There is a solid architecture, vision, and investments behind dataflows. You create dataflows using a tool that you’re already familiar with: Power Query. If you know Power Query, you know dataflows. Microsoft has provided the data lake storage and pricing is included in Power BI Pro/Power BI Premium. So, you have everything you need to get started with dataflows today. Ingesting the dataflow output is very fast too because you import CSV files.

The Bad

My blog on same subject started with positioning as I was left with the impression from watching the MS presentations that Microsoft encourages business users to consider dataflows for any data integration task, from data staging to loading data warehouses and even replacing data warehouses and ETL (heard that vibe before?) But Matthew Roche clarified that “dataflows don’t replace data warehouses and ETL any more than Power BI desktop replaces a full set of BI pro tools. Dataflows complement these pro tools, and enable users who are not BI pros to fill in more gaps in a BI solution, similar to other Power BI capabilities. Although dataflows mean that self-service users can do more without help, the same patterns still apply”.  So, consider this if you hear a different propaganda and use the right tool for task at hand.

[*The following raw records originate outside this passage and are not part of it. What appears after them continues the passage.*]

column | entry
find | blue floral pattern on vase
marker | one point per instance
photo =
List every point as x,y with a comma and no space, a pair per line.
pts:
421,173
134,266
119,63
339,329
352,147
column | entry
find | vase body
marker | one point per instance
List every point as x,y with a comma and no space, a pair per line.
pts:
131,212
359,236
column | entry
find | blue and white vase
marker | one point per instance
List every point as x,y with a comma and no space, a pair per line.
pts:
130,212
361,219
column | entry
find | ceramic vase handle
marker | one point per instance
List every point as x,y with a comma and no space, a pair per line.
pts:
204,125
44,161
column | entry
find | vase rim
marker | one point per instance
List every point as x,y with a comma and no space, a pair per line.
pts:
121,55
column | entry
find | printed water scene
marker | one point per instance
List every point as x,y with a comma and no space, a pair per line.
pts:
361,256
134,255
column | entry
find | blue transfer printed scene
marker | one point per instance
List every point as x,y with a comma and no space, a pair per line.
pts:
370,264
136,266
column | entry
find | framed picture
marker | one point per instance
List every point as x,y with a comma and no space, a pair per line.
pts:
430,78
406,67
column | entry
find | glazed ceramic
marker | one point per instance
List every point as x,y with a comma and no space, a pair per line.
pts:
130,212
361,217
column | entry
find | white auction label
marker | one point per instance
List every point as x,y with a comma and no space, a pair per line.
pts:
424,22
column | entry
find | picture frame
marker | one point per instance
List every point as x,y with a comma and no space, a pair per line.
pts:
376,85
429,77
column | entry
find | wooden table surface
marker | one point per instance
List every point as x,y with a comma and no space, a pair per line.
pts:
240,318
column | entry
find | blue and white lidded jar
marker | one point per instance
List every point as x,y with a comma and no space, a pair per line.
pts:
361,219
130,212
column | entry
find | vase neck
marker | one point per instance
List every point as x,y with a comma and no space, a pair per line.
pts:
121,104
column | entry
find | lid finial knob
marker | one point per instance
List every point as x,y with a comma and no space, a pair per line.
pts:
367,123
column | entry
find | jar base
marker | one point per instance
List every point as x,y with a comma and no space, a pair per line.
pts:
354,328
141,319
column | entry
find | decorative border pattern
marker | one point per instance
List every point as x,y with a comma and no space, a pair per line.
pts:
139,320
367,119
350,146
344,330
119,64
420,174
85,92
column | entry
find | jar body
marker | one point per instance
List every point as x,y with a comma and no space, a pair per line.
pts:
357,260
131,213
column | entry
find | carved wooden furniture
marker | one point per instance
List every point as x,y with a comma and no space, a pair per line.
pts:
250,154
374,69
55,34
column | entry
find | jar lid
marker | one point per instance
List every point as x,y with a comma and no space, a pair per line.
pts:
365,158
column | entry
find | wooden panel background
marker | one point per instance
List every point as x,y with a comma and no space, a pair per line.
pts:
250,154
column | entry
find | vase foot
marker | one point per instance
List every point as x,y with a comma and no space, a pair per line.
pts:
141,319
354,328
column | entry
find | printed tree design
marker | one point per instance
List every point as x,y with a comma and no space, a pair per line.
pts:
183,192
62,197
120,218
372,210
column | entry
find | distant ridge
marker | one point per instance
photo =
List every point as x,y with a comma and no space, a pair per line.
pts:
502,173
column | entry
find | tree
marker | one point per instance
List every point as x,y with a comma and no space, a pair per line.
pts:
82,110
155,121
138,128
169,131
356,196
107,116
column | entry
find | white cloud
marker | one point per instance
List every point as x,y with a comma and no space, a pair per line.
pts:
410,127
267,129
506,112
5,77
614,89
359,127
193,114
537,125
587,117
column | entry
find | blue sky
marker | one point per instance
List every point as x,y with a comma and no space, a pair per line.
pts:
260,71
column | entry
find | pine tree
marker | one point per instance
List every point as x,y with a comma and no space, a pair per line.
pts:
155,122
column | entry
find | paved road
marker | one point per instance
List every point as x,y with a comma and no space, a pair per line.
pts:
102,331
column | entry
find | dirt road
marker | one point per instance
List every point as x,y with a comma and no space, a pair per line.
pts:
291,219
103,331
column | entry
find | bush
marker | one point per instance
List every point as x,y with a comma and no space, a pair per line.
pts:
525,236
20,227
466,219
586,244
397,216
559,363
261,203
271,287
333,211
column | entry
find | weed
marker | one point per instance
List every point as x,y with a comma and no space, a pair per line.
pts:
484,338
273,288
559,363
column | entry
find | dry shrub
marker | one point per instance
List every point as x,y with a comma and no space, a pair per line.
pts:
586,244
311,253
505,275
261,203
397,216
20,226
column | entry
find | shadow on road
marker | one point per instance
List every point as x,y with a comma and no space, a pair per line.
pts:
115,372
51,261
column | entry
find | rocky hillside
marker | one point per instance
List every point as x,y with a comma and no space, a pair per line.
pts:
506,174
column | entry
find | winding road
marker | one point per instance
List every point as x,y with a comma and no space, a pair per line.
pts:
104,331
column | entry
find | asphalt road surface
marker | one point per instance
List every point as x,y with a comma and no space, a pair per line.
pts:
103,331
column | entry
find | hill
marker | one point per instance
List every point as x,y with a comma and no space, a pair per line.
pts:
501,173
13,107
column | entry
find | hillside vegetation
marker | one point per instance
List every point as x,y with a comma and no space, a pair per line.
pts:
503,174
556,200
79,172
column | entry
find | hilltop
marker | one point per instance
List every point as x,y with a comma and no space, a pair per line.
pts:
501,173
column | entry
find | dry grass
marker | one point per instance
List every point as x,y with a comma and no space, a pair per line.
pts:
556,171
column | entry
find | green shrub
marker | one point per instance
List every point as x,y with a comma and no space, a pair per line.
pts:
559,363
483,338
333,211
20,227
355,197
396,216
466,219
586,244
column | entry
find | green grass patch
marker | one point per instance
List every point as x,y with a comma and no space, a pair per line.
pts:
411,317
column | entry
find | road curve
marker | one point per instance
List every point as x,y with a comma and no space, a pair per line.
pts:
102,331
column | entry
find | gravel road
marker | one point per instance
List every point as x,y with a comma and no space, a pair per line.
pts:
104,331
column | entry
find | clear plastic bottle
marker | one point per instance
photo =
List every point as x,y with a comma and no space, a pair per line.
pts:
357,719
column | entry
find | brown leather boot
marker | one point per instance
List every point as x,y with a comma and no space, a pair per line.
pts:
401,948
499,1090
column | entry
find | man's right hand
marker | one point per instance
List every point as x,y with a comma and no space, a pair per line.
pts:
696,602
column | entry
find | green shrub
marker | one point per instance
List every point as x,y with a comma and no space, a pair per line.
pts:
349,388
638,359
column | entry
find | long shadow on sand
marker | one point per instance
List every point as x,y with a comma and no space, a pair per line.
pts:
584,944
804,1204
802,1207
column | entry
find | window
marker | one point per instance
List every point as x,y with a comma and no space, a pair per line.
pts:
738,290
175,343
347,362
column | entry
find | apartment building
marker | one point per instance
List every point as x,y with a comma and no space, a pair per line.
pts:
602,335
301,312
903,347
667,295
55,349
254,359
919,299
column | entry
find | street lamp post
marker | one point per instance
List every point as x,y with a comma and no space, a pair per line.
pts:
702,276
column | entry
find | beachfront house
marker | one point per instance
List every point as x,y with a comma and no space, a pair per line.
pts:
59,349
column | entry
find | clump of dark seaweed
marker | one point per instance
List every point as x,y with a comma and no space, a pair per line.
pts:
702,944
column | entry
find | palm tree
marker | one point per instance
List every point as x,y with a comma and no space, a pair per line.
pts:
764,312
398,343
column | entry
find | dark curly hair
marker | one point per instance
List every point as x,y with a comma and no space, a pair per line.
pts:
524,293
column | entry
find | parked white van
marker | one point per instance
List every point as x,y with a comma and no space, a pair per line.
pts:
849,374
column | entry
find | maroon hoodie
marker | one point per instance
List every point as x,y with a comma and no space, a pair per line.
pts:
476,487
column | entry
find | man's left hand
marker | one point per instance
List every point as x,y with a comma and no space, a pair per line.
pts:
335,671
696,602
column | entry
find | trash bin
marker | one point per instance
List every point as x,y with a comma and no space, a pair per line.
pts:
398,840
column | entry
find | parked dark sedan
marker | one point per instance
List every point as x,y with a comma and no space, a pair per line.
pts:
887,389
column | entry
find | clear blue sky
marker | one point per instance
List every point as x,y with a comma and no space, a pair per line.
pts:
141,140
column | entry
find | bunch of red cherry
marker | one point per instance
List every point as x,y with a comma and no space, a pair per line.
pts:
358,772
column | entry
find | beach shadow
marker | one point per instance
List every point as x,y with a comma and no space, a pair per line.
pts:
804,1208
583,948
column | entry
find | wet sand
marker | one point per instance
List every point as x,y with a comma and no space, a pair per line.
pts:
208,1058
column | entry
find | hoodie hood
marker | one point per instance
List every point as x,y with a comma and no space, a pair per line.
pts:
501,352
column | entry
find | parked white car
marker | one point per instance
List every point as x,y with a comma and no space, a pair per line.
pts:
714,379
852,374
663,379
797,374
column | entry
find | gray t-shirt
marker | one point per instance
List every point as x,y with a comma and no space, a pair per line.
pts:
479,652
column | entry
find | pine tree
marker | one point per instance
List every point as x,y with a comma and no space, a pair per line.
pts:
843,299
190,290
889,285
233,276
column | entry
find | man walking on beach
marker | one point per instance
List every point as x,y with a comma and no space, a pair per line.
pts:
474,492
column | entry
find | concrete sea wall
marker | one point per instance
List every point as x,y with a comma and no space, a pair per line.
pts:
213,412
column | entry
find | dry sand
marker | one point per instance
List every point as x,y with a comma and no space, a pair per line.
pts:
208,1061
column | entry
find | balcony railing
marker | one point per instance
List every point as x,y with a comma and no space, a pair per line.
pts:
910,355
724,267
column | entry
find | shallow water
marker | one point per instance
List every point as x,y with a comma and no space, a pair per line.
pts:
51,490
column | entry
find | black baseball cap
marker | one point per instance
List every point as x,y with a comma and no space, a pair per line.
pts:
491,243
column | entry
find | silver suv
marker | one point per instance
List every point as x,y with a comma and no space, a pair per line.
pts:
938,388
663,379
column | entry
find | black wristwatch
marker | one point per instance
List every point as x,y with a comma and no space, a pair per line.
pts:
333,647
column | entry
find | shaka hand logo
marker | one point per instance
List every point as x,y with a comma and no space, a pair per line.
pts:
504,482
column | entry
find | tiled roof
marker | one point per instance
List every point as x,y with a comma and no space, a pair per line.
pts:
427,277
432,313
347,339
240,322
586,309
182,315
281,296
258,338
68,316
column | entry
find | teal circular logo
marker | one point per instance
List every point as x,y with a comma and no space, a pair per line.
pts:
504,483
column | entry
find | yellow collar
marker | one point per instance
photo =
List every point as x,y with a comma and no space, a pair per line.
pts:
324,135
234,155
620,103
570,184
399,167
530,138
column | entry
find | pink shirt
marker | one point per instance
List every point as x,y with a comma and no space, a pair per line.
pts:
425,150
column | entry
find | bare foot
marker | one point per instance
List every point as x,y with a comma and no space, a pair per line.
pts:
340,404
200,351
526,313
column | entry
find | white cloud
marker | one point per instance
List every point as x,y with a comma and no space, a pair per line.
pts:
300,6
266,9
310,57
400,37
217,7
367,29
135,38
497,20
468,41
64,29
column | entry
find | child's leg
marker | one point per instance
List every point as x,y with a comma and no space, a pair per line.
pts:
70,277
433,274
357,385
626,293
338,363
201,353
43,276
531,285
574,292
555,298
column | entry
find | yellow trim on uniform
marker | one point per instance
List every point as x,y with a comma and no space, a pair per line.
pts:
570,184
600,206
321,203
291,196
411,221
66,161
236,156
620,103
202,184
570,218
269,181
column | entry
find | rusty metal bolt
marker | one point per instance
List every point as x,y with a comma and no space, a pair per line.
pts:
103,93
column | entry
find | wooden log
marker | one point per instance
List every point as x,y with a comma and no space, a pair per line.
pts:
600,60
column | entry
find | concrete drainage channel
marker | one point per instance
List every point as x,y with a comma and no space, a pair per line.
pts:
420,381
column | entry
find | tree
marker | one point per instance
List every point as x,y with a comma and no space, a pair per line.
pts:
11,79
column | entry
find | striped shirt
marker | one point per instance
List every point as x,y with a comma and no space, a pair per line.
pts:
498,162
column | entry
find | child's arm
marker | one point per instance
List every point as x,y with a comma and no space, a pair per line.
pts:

You need Power BI Premium to realize the full potential of dataflows. For some obscure reason, features like linked and computed entities are not available in Power BI Pro. I wonder how many customers will feel pushed to go Power BI Premium as more and more features are only available there. I don’t mind scalability and performance related features but incremental refresh and linked entities?

Lastly, the CSV output is both a blessing and a curse. True, ingestion is fast, but text files are not a relational database. Business users can’t make direct changes to the staged data. Further, the only option is to import the dataflow output in Power BI as DirectQuery is not available for text files.

The Ugly

As dataflows stand today (in preview), you (almost) can’t access directly the output generated by dataflows. This precludes the continuum between self-service and organizational worlds. For example, IT might need to import a certified dataset into a data warehouse. But you can only connect to a dataflow in Power BI Desktop because the CSV files are not directly accessible. True, Power BI Premium lets you bring your own data lake storage (currently a preview feature), but a better option in my opinion was to provide access to the raw data in both Power BI Pro and Premium given that this is your data lake and your data.